I stumbled upon this sum while working on my thesis:
$$\sum_{k=0}^N \binom{N}{2k} x^k$$
I know that
$$\sum_{k=0}^N \binom{N}{k} x^k = (1+x)^N$$
But when it comes to the sum above I'm lost. Is there any way to solve it?
PS $|x|<1$ and N is an even number. Also, as Semiclassical remarked, the sum actually runs up to $N/2$:
$$\sum_{k=0}^{N/2} \binom{N}{2k} x^k$$
Given the comment about the sum not even being defined for $2k>N$, I think that you could legitimately rewrite your question as $$\sum_{k=0}^N \binom{N}{k} {\sqrt{x}}^k$$ with the sum taken over even values of $k$ only.
In that case, observe that $$\sum_{k=0}^N \binom{N}{k} {\sqrt{x}}^k = (1+{\sqrt{x}})^N$$ (which you know) is the sum taken over even values of $k$ plus an unwanted sum taken over odd values of $k$, and $$\sum_{k=0}^N \binom{N}{k}(-{\sqrt{x}})^k = (1-{\sqrt{x}})^N$$ is the sum taken over even values of $k$ minus the same unwanted sum taken over odd values of $k$.
I hope you don't mind if I leave you to combine the two to get the answer you need.
Generalisation
It doesn't have to be $\binom{N}{2k}$ in your original question.
Consider $\binom{N}{3k}$ instead.
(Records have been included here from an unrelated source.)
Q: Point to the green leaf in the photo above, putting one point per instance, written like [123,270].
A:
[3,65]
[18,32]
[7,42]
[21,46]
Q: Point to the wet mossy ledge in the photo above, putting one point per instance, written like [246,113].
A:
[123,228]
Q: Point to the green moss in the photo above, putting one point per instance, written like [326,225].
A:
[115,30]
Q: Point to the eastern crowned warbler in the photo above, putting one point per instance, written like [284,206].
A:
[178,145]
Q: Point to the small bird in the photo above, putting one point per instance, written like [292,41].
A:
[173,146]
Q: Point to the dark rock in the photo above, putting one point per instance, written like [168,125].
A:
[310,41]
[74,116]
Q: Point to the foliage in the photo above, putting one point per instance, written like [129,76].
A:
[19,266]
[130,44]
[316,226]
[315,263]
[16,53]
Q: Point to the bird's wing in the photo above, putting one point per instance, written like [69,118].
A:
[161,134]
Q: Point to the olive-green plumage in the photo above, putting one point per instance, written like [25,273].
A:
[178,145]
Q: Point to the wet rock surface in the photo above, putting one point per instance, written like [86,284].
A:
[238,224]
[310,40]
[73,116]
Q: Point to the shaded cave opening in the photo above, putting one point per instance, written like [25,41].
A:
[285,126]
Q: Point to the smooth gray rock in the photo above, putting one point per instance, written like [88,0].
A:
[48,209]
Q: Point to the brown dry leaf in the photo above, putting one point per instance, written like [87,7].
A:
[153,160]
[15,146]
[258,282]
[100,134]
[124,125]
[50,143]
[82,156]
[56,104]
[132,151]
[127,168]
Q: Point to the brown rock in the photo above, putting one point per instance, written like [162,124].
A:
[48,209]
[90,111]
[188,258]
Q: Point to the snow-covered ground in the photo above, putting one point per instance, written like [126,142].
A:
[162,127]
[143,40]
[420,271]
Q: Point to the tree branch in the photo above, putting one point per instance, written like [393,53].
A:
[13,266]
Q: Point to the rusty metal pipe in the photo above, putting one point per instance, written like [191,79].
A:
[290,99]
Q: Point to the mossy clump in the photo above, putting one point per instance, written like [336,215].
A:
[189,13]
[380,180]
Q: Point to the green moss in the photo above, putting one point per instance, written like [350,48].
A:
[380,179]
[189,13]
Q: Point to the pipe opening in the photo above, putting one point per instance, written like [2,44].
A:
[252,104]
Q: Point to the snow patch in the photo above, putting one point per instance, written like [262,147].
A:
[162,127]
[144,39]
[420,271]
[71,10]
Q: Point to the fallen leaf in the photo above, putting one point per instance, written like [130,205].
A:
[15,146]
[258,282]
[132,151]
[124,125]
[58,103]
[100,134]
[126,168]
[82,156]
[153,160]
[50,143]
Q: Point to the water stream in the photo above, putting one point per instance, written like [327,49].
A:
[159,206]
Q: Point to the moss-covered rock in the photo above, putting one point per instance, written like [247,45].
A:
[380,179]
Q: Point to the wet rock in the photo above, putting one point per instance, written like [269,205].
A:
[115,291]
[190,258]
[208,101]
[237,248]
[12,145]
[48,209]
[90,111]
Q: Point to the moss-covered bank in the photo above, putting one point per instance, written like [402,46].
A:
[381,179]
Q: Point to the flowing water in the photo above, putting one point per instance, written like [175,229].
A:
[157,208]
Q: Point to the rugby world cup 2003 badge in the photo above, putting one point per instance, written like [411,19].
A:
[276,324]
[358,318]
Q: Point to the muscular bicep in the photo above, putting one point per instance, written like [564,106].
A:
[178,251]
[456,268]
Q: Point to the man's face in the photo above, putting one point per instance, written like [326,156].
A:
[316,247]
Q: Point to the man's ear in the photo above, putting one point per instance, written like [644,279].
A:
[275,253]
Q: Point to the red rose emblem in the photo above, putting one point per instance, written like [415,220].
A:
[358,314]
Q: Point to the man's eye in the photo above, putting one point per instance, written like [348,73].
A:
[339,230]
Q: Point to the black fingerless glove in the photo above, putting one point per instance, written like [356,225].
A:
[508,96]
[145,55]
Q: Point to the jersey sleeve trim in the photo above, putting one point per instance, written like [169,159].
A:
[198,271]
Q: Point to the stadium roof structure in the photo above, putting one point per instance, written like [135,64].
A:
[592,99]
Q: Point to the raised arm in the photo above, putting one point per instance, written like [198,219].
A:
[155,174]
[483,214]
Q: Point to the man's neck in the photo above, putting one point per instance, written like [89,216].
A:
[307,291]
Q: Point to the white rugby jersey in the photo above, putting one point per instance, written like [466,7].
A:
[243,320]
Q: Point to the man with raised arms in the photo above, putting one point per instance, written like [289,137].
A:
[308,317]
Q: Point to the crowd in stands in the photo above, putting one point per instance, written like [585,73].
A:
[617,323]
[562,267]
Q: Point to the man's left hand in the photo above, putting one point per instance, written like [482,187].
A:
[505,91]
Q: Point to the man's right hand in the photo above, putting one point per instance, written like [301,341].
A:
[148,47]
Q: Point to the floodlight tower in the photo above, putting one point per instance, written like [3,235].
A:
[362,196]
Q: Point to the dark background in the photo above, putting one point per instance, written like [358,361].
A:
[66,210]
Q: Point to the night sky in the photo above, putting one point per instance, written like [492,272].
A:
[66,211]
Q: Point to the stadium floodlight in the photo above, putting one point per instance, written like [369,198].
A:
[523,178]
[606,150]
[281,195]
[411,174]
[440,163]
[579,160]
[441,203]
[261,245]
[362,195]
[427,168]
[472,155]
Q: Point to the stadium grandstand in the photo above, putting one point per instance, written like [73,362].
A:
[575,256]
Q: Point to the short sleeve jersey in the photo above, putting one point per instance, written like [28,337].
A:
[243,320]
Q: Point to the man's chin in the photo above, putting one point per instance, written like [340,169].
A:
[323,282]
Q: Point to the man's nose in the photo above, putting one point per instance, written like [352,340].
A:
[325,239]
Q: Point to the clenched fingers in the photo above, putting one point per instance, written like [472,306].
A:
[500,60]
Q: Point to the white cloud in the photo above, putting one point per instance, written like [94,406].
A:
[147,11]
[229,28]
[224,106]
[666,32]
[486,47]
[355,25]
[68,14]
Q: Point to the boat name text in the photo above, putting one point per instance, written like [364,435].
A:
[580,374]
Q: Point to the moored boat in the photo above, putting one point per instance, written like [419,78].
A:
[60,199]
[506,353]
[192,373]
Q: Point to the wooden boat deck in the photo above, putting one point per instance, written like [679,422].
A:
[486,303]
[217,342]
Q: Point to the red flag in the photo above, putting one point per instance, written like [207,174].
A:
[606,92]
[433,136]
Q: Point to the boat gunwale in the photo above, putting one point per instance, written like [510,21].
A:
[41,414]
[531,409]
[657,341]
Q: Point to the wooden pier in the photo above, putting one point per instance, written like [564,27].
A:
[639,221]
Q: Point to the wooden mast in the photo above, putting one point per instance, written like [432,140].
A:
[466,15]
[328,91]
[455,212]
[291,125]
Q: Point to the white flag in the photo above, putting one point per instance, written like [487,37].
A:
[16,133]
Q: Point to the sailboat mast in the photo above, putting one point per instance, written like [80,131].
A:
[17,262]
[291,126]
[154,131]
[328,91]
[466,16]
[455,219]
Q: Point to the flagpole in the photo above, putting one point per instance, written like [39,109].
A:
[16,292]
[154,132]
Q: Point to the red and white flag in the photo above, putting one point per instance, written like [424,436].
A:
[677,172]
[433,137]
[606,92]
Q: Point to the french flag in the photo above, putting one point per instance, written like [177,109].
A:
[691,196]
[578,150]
Take $\omega$ to be a primitive cube root of 1: that is, one whose $n$th power is 1 if and only if $n$ is divisible by 3. (To be explicit, $\omega=\frac12({-1±\sqrt{3}})$). Take the sum $$\sum_{i=1}^3\sum_{k=0}^N \binom{N}{k} (\omega^i{\sqrt[3]{x}})^k$$ and note:
So now you know how to get $$\sum_{k=0}^N \binom{N}{k} {\sqrt[3]{x}}^k$$ with the sum taken over values of $k$ divisible by 3.
The same thing works for all other multiples, but I thought it would be more readable to use "3" rather than yet another variable.